In Pre-LN, hidden states accumulate contributions from all layers via the residual stream, so their norms grow as O(L). The final layer normalization then divides gradients by sqrt(L), producing well-behaved, moderate gradients throughout the network.

Key Experiments

Machine Translation

  • IWSLT14 De-En: Pre-LN without warm-up matches Post-LN with warm-up (~34 BLEU). Pre-LN converges faster: epoch 9 matches Post-LN epoch 15.
  • WMT14 En-De: Same pattern holds. Pre-LN without warm-up achieves comparable BLEU to Post-LN with warm-up.
  • RAdam (Liu et al., 2019a) can train Post-LN without warm-up, but the normalization placement change “dominates” the optimizer change.

BERT Pre-training

  • Pre-LN BERT achieves the same validation loss as Post-LN BERT but ~40% faster (500k vs 700k updates to reach validation loss 1.69).
  • Post-LN BERT diverges with learning rate 3e-4; Pre-LN BERT trains stably at that rate.
  • Downstream tasks (MRPC, RTE) also show faster convergence for Pre-LN.

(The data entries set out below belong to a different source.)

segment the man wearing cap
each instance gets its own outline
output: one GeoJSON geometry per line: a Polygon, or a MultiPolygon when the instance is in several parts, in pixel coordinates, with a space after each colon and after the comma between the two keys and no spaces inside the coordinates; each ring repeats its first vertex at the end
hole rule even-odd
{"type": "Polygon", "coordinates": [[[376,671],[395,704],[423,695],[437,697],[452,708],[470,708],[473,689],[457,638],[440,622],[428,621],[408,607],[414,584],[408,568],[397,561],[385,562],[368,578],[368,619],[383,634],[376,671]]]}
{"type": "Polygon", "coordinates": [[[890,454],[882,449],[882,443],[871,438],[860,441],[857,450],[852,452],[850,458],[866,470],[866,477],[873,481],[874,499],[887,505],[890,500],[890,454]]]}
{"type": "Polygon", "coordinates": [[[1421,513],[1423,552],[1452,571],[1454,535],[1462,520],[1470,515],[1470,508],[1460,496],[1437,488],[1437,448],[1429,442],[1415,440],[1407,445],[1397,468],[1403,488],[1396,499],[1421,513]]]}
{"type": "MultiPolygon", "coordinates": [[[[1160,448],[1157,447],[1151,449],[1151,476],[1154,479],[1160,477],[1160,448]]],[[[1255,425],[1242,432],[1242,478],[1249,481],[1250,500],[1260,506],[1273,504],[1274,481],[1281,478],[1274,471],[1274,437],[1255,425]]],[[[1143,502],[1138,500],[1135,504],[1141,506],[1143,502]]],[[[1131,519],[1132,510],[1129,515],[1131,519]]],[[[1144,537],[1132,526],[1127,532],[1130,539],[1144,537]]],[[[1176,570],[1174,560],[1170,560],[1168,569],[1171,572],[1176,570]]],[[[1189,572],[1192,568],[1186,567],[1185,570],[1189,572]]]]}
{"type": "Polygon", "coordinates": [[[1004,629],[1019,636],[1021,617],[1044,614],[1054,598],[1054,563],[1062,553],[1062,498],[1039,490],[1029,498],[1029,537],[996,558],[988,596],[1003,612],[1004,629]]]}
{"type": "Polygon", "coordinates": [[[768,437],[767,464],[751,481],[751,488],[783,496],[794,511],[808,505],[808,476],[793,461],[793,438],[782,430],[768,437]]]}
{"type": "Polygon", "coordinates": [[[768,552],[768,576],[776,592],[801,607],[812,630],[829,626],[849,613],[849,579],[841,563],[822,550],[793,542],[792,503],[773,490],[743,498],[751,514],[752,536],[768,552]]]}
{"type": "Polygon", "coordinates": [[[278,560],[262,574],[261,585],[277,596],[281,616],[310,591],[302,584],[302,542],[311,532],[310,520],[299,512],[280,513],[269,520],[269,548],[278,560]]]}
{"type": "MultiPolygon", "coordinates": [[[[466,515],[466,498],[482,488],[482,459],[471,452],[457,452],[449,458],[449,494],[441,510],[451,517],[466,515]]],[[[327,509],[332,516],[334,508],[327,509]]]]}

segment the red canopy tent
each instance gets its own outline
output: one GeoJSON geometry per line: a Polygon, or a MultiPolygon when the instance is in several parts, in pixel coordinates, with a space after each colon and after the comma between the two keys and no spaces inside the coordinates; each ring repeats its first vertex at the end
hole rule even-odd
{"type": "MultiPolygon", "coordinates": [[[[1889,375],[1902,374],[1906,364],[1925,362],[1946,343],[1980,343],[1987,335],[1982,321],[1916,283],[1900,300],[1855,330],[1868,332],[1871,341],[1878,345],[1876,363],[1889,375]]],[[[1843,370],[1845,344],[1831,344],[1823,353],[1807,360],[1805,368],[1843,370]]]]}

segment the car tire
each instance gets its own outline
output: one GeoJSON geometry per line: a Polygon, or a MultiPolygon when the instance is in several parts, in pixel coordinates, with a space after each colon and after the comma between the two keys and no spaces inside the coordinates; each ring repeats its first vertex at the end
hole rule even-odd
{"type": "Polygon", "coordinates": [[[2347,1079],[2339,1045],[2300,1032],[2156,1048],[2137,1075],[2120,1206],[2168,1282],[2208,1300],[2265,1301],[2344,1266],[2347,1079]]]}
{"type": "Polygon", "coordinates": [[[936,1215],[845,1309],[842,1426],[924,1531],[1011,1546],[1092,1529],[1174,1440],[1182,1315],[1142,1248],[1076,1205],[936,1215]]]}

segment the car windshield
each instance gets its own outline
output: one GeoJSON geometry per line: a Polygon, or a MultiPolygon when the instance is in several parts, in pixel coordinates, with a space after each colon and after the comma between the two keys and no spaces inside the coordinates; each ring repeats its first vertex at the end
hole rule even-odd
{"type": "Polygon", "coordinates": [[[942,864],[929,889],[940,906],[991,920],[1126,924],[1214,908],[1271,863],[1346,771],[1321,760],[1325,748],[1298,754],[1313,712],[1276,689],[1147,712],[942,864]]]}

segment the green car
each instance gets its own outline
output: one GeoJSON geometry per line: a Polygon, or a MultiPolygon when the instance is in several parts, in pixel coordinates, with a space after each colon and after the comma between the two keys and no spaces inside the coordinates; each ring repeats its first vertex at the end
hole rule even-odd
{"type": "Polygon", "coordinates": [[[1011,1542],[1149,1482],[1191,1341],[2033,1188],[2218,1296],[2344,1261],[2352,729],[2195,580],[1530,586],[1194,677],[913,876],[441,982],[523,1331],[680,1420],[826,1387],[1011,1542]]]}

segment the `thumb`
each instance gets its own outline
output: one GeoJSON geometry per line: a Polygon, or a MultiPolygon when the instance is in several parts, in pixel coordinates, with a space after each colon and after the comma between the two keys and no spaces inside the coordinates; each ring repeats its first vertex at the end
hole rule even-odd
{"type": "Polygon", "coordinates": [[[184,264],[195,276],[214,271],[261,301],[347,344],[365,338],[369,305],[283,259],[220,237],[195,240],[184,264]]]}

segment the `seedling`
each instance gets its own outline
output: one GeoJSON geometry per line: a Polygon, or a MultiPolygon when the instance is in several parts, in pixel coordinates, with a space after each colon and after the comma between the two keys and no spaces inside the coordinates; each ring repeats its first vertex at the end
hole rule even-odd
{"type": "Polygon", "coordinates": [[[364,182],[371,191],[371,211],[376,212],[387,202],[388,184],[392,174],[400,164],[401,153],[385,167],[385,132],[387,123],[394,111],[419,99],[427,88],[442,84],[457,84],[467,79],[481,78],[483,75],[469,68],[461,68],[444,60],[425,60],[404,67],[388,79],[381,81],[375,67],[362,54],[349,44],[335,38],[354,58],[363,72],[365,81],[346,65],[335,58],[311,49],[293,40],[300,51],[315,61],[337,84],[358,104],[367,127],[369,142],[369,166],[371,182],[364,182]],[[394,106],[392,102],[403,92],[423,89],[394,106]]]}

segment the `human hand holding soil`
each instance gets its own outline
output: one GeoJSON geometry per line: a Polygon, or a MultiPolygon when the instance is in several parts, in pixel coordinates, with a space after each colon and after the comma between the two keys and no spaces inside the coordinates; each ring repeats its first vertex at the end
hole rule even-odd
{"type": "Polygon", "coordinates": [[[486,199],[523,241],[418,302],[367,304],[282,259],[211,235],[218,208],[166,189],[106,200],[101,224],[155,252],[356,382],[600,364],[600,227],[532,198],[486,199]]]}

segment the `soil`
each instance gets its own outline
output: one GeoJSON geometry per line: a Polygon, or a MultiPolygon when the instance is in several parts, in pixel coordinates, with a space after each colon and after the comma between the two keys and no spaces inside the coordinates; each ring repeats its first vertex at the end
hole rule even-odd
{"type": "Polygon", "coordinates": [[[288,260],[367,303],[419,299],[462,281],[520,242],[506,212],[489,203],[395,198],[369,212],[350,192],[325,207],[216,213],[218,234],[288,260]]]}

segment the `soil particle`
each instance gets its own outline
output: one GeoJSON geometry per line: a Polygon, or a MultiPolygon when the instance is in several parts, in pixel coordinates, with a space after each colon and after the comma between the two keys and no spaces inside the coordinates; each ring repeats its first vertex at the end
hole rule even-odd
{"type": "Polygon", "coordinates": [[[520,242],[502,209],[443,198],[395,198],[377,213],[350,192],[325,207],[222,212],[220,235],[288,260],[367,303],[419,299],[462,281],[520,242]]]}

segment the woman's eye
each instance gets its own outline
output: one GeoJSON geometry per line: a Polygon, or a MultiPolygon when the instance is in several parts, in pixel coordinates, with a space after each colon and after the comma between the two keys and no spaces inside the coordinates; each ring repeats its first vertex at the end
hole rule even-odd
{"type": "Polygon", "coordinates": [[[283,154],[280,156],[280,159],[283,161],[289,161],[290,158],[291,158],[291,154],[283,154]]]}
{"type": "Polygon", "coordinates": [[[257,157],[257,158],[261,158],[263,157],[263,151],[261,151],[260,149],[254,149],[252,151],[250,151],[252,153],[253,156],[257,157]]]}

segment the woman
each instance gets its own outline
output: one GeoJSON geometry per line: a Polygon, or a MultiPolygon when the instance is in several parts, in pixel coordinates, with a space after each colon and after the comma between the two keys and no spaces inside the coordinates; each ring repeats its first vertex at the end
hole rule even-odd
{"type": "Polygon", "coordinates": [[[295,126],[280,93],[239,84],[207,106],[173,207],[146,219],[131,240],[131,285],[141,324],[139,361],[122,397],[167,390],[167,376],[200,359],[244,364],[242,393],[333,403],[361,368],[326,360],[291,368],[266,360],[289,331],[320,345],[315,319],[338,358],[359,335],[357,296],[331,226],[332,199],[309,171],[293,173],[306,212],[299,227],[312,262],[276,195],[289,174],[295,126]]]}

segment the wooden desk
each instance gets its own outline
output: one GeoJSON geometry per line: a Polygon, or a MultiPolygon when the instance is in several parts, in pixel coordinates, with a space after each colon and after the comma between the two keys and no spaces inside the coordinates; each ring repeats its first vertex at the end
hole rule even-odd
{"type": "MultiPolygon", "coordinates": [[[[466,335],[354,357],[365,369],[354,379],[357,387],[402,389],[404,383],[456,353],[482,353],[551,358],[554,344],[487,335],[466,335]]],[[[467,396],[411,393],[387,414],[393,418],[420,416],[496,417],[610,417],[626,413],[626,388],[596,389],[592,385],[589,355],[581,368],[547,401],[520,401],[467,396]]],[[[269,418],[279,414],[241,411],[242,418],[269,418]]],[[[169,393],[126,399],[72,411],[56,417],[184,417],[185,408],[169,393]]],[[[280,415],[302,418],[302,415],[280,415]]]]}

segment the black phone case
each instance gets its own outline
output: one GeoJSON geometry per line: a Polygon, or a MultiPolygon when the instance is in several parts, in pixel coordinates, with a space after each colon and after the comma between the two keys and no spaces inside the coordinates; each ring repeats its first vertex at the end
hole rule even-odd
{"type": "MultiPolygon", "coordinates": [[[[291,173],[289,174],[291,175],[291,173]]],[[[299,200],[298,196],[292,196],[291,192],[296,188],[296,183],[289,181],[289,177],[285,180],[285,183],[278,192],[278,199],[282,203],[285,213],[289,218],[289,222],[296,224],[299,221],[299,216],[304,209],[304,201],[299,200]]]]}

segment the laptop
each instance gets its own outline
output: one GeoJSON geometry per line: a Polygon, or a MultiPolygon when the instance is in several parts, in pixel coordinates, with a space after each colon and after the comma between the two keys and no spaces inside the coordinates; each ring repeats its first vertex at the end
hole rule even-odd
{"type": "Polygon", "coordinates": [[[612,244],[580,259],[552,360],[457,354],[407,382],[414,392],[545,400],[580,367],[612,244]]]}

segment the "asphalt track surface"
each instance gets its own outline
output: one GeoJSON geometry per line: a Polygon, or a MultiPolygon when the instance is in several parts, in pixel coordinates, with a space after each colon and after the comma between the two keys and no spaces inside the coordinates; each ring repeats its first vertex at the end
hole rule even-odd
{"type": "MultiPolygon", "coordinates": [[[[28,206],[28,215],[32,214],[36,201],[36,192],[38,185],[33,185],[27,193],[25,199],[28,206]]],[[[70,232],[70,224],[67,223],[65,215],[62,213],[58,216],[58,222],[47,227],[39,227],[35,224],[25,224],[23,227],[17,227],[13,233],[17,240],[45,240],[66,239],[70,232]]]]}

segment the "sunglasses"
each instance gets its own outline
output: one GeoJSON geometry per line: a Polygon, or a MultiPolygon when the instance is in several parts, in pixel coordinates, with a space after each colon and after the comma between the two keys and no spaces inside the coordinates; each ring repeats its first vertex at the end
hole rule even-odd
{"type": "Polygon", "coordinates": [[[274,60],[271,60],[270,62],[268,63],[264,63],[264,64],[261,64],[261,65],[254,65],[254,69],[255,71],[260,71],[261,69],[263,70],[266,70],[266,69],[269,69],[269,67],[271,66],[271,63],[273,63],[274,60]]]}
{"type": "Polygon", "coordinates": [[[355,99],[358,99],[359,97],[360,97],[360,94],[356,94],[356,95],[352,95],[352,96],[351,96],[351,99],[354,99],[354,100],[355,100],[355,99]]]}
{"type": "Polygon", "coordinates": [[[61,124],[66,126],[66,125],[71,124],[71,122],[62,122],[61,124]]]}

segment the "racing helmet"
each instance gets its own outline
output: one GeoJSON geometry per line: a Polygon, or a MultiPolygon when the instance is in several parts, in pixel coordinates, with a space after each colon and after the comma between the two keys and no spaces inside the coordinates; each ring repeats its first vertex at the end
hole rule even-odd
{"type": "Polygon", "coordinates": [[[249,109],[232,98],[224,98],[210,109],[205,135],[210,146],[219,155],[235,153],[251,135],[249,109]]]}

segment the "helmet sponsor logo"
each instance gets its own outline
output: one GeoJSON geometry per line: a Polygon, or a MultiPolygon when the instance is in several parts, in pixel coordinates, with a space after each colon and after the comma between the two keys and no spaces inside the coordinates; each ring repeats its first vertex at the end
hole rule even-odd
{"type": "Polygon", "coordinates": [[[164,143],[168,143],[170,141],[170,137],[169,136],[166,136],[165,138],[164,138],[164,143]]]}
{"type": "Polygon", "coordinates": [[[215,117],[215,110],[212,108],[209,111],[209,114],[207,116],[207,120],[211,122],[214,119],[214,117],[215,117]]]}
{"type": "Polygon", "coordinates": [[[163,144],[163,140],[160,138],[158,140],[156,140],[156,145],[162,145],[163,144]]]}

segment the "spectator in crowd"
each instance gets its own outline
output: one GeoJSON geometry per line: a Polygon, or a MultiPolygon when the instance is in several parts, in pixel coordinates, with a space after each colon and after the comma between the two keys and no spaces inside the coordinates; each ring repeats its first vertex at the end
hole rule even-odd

Empirical Verification of Theory

  • Hidden state norms: constant in Post-LN, linearly growing in Pre-LN (matches Lemma 2).
  • Gradient norms: grow with layer index in Post-LN, remain constant across layers in Pre-LN (matches extended theory).
  • Last-layer gradient norms: constant across model sizes for Post-LN (~1.6), decreasing with depth for Pre-LN (matches Theorem 1).

Significance

This paper provided the first rigorous theoretical justification for the Pre-LN Transformer variant and demonstrated that learning rate warm-up — long treated as a mysterious but necessary ritual in Transformer training — is an artifact of Post-LN’s gradient pathology, not a fundamental requirement. The Pre-LN configuration became the dominant choice in subsequent large language models including GPT-2, GPT-3, and many others.

However, the paper’s Lemma 2 also reveals a subtle issue: the linear growth of hidden state norms in Pre-LN means that each layer’s contribution is progressively diluted relative to the accumulated residual stream. This PreNorm dilution problem was later identified as a key motivation for architectural innovations like attention-residuals.